Dylan, sa vie, son œuvre. Joli coup éditorial pour Seghers que de participer à cette sortie mondiale de Mixing Up the Medicine, orchestrée depuis New York par Callaway Arts & Entertainment. Un livre-somme, un monument, qui vient confirmer que l'enfant de Duluth puis Hibbing, Minnesota, monté à New York dès 1961 à 20 ans, n'a jamais rien fait comme tout le monde. Outre son Never Ending Tour, kyrielle de tournées et de concerts ininterrompue (sauf pendant le Covid) depuis 1988, n'oublions pas son œuvre littéraire (l'onirique Tarantula, par exemple, écrit en 1965-1966 et publié en 1971), laquelle lui a valu, en 2016, un très surprenant − et contesté − prix Nobel de littérature. Dylan a également fait quelques apparitions au cinéma (Pat Garrett et Billy le Kid, 1973), et s'adonne depuis longtemps au dessin et à la peinture, ainsi qu'en témoignent quelques pochettes de ses albums comme Self Portrait (1970) ou Planet Waves (1974). Pas moins de cinquante disques, depuis Bob Dylan (1962), jusqu'à la toute récente compilation Mixing Up the Medicine, sortie cette année, en cohérence avec le présent livre.

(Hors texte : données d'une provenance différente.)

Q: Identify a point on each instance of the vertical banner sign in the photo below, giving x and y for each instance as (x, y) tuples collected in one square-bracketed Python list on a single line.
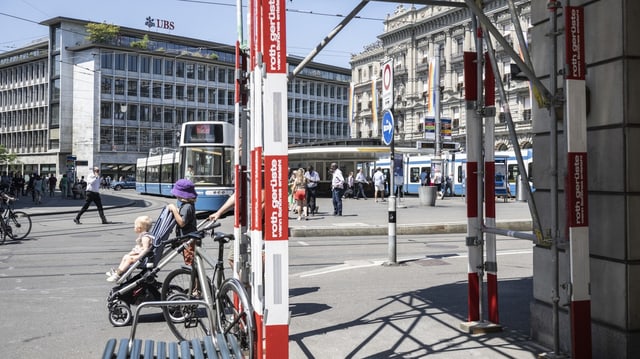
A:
[(576, 183), (276, 170), (387, 85)]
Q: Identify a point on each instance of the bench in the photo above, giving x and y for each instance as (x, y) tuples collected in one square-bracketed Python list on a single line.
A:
[(210, 347)]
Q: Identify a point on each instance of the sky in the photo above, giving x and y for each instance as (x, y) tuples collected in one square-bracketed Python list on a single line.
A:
[(308, 21)]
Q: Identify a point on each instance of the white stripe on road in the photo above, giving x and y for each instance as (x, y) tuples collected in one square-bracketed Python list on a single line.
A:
[(356, 264)]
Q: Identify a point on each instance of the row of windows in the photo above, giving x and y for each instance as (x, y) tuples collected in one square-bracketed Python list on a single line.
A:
[(308, 107), (119, 138), (318, 89), (23, 119), (325, 128), (167, 91), (22, 73), (24, 95), (134, 63), (28, 141), (156, 113)]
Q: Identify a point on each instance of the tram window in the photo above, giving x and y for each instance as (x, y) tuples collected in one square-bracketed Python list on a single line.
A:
[(414, 174), (513, 172)]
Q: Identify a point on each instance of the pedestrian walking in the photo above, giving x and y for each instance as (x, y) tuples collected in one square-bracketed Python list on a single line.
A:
[(52, 181), (361, 180), (93, 195), (337, 189), (378, 183), (313, 178)]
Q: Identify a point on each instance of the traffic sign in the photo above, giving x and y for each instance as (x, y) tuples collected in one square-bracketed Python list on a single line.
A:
[(387, 85), (387, 127)]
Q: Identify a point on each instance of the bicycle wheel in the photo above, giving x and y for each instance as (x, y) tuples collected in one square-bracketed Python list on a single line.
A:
[(186, 322), (20, 225), (3, 233), (235, 315)]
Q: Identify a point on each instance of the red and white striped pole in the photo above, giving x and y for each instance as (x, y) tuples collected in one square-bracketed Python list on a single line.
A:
[(255, 136), (474, 129), (491, 262), (576, 183), (276, 286)]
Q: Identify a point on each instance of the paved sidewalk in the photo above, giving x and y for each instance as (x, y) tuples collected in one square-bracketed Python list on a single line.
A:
[(366, 217), (58, 204), (360, 217)]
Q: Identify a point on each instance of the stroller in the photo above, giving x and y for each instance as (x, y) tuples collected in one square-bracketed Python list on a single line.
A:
[(143, 286)]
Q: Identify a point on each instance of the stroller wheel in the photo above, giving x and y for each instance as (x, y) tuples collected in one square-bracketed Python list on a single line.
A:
[(120, 314)]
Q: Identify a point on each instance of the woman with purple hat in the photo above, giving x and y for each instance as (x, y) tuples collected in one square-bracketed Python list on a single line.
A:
[(185, 216)]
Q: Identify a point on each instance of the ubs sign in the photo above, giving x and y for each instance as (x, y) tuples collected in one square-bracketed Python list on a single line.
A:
[(159, 23)]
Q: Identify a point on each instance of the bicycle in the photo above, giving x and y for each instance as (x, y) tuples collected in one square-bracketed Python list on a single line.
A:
[(226, 298), (15, 224)]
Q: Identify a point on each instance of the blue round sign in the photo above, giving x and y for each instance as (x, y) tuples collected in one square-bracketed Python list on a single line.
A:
[(387, 127)]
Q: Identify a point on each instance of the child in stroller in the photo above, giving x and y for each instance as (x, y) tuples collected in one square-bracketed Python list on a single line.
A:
[(141, 226), (133, 289)]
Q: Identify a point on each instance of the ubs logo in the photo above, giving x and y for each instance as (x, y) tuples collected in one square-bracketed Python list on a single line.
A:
[(159, 23)]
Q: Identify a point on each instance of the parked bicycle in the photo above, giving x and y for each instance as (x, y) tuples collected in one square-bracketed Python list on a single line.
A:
[(14, 224), (227, 298)]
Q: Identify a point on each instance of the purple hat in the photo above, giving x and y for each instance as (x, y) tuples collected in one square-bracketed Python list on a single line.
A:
[(184, 189)]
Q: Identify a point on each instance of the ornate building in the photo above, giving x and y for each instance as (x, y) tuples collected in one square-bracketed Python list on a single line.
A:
[(412, 37)]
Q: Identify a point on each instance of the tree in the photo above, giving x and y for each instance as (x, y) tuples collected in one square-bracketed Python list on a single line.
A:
[(141, 44), (102, 33), (6, 157)]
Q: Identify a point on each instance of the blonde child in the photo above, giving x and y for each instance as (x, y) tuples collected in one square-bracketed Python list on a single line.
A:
[(141, 226)]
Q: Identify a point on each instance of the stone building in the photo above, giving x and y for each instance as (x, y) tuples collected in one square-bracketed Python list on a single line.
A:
[(411, 38), (67, 100)]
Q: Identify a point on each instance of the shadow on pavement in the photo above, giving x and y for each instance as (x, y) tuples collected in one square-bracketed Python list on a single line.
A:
[(400, 320)]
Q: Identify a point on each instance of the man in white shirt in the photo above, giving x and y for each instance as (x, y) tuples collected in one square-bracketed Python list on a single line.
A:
[(313, 178), (378, 182), (93, 195), (337, 189)]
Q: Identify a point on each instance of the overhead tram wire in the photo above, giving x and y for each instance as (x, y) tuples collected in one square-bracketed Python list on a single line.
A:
[(306, 12)]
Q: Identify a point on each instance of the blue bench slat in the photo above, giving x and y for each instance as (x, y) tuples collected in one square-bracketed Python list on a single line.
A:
[(123, 349), (161, 350), (109, 348), (196, 346), (185, 351), (210, 347), (173, 351), (148, 349), (223, 347), (136, 349)]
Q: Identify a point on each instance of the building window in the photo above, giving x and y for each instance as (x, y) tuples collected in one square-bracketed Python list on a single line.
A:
[(106, 110), (168, 91), (106, 61), (179, 92), (157, 90), (157, 66), (144, 88), (190, 71), (120, 62), (168, 67), (132, 88), (180, 69), (145, 64), (106, 85), (133, 63), (119, 86)]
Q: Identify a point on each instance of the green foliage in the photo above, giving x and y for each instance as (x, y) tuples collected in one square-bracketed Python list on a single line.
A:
[(102, 33), (141, 44)]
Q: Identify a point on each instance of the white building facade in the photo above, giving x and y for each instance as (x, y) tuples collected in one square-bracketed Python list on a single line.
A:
[(411, 38), (67, 100)]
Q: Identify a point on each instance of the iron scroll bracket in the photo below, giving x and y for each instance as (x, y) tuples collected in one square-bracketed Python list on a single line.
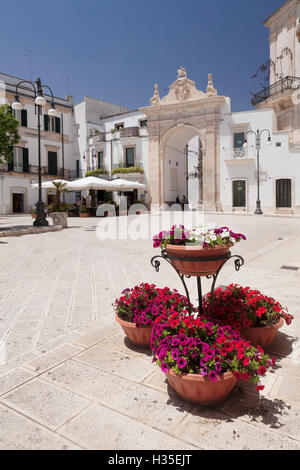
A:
[(238, 263)]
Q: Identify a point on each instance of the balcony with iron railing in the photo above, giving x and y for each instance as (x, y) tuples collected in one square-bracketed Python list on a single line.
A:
[(281, 86), (129, 132), (238, 156)]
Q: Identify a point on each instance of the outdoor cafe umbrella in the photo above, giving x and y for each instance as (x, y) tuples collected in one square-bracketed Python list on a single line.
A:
[(120, 184), (49, 184), (90, 182)]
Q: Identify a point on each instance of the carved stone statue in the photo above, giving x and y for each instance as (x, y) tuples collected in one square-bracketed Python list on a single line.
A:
[(298, 31), (181, 73), (155, 98), (210, 90), (182, 91)]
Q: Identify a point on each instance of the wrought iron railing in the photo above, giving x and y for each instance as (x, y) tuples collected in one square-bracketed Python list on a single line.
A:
[(239, 153), (286, 83)]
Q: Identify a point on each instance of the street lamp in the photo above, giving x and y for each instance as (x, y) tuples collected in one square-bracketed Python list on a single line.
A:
[(258, 134), (40, 102)]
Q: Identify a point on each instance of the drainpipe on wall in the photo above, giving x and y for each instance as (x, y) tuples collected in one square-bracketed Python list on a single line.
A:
[(63, 150)]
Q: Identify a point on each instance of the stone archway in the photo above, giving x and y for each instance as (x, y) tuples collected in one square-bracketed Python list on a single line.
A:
[(185, 109), (174, 155)]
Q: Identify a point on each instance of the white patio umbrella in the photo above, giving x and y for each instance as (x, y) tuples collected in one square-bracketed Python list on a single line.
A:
[(49, 184), (90, 182), (125, 185)]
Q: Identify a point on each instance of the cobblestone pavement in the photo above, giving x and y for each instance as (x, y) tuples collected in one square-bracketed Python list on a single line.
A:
[(71, 380)]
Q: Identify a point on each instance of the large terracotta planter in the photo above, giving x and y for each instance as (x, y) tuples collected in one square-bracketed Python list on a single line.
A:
[(137, 336), (262, 336), (197, 261), (196, 389)]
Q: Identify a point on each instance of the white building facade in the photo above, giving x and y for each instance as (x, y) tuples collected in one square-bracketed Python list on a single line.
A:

Naturellement, les ouvrages sur Dylan sont nombreux, biographies plus ou moins autorisées, essais, témoignages. Mais il fallait un monument à son image, exhaustif, hors norme, mêlant la vie et l'œuvre comme un torrent impétueux et continu depuis la fin des années 1950 et ses débuts dans The Golden Chords, jusqu'à nos jours.

Pour ce faire, l'artiste a vendu en 2016 ses archives, quelque 6 000 pièces, à la George Kaiser Family Foundation, de Tulsa, Oklahoma. Afin d'en présenter une partie, celle-ci a bâti un musée qui a ouvert en 2022, se visite et où ont lieu des concerts. Pas de Bob Dylan, apparemment, toujours on the road. Patti Smith, en revanche, la bonne copine, qui s'était rendue à Stockholm chercher son Nobel, le Maître étant ce jour-là en tournée (il s'est rattrapé après), s'y est produite. On a pu taxer Dylan de mépris, de mégalomanie. C'est plutôt parce que, pour lui, la musique, le folk, passe avant tout, qu'il lui a voué sa vie, toute sa vie. Comme ses inspirations, ses héros tragiques, Buddy Holly, dont il a vu un des derniers concerts à l'Armory de Duluth, en 1959, ou Woody Guthrie, qu'il a rencontré à New York en 1961. Un Woody Guthrie Center existe d'ailleurs à Tulsa, tout près, exploité par la même fondation.

Mixing Up the Medicine, le livre, rassemble trente contributeurs (dont le grand Greil Marcus), plus de 1 000 images, et suit Dylan quasiment au jour le jour. On y découvrira, par exemple, sa proximité avec les Beatles, à travers des lettres admiratives de Paul McCartney et plusieurs chapitres consacrés à son amitié avec George Harrison. Le 1er août 1971, au Madison Square Garden de New York, Dylan, peu friand des engagements humanitaires, a néanmoins participé aux deux concerts organisés par l'ancien Beatles, à la demande de Ravi Shankar, en soutien au peuple bangladais en lutte pour sa survie et son indépendance.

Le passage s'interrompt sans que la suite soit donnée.